By make-up the All-Stars—Phil Wales, Gary Young, David Bridie, Rob Craw, Pete Lawler and assorted guests—was representative of the association between the radio station and the wider music community. “It’s one of those things that Triple R and the music community do well,” Wales says. “The relationship between the two has been acknowledged time and again. They put together an event that you’d pay for even without a cause. That it does have a cause attached to it makes it very easy for everyone to get behind it. There was an amazing spirit in the room that night. It was very evident on stage.”

With each of the All-Stars’ hand-picked cover songs, the matching of vocalist to tune accentuated the connection between Walker’s ears and the breadth of his listener base through the musicians he’s spruiked over his thirty years of broadcasting. The All-Stars’ set built through David Bridie’s rendition of Magazine’s A Song From Under The Floorboards, Black Cab’s Andrew Coates and James Lee’s version of Joy Division’s Transmission, Kerri Simpson’s chanting and prowling interpretation of Patti Smith’s Gone Again, Rob Craw’s channelling of Iggy Pop’s Johanna and The Wolfgramm Sisters’ absolute nailing of MC 900 Foot Jesus’ Killer Inside Me and Tim Buckley’s ghostly Song to the Siren. It was an all-enveloping snapshot of any given Skull Cave episode and evidence of not only Triple R’s own but the wider music community’s respect for The Ghost himself.

“With these sorts of things you tend to do one run through with the band and one with the singers and that’s it,” Wales continues. “When I said to [ bassist] Pete Lawler that the hardest thing about organising these things is working out when the fuck everybody can get into the same room at the same time, Pete said, ‘that and working out which pair of leather pants to wear’.”
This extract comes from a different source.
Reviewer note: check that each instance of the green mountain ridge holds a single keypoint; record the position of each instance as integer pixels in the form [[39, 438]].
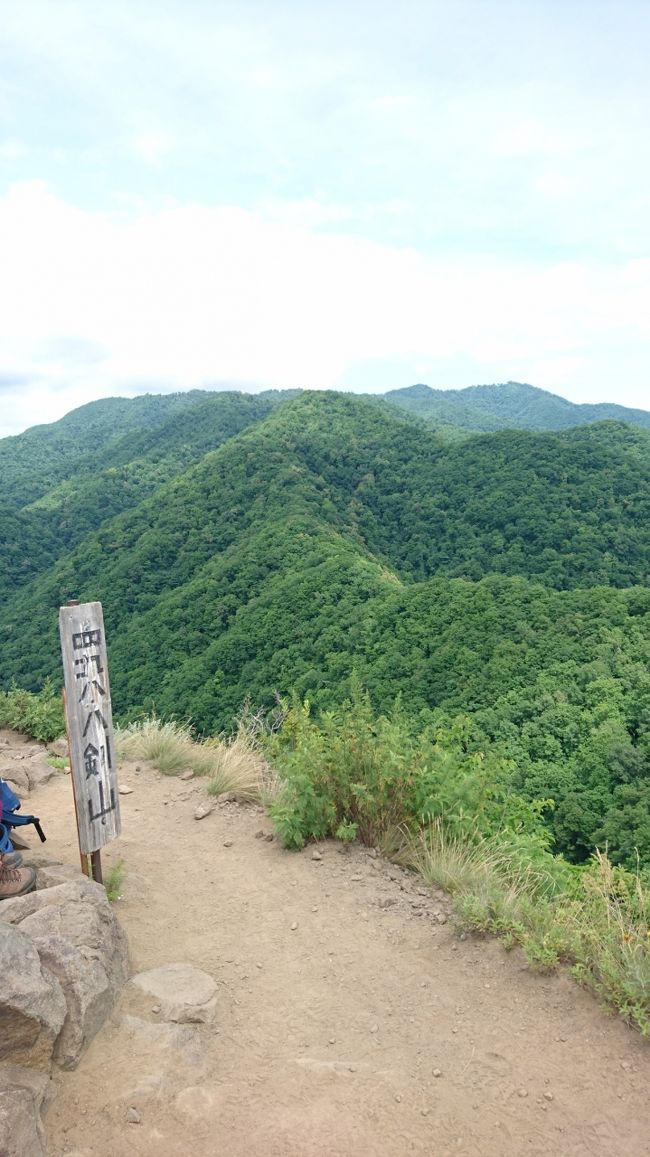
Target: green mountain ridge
[[509, 405], [277, 545]]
“I knew the Wolfgramm Sisters would nail it. I cast a vague eye upwards during Song to the Siren and thought, well, if you’re not fuckin’ happy with that! It’s a tricky song to pull off ‘cause there’s no time to it and you listen for this winding melody to work out where the chords should fall. It sounded pretty good from where I was.”

Referring to MS as ‘a mess’ on the night, Walker also quipped that it’s a bitter joke when your surname is the one thing you can’t do. Though open about his deteriorating health, Walker has never been of the nature to focus on this aspect of his life on air and therefore the announcement of the benefit show equated to a public outing of himself as an MS sufferer. “It’s irrelevant to most people who listen on the radio,” Walker says. “It’s like saying I’ve got pink shoes on today; they may think so what? It’s been a very positive thing coming out about it, there have been great bonuses. I’ve had some great emails and I met people on the night that have just been diagnosed, people who’ve tried different things or just wanted to know about it.”

Walker admits that he was terrified by the notion of a benefit on his behalf and he hoped for the Forum to be half full to at least avoid discomfort among the paying guests and performers. “It’s only a radio show, I’m the first to say that,” he continues, “but the show does seem to mean a lot to different people. Being an Australian I was a little twitchy about how it would go. Rather than say something good about someone we’d rather put shit on them, it’s a sign of affection. I do the radio show; I get maybe five or ten emails when I get home and a handful of phone calls during the show. I’m really not aware of how many people are out there and who’s listening.

“We do it [radio] for love; I certainly do. It’s a wonderful thing and a wonderful town to do it in. It’s just been a joy to me. I never thought I’d find myself in the position I did on the night of the benefit. I joked that it was like being able to go to my own wake. There were all of these amazing people being able to say how they felt about me and me to them without the filters. It was so lovely to meet all these listeners, the friends I haven’t met before, and find that we share so much in common. If not ‘the’, it was one of the greatest nights of my life.”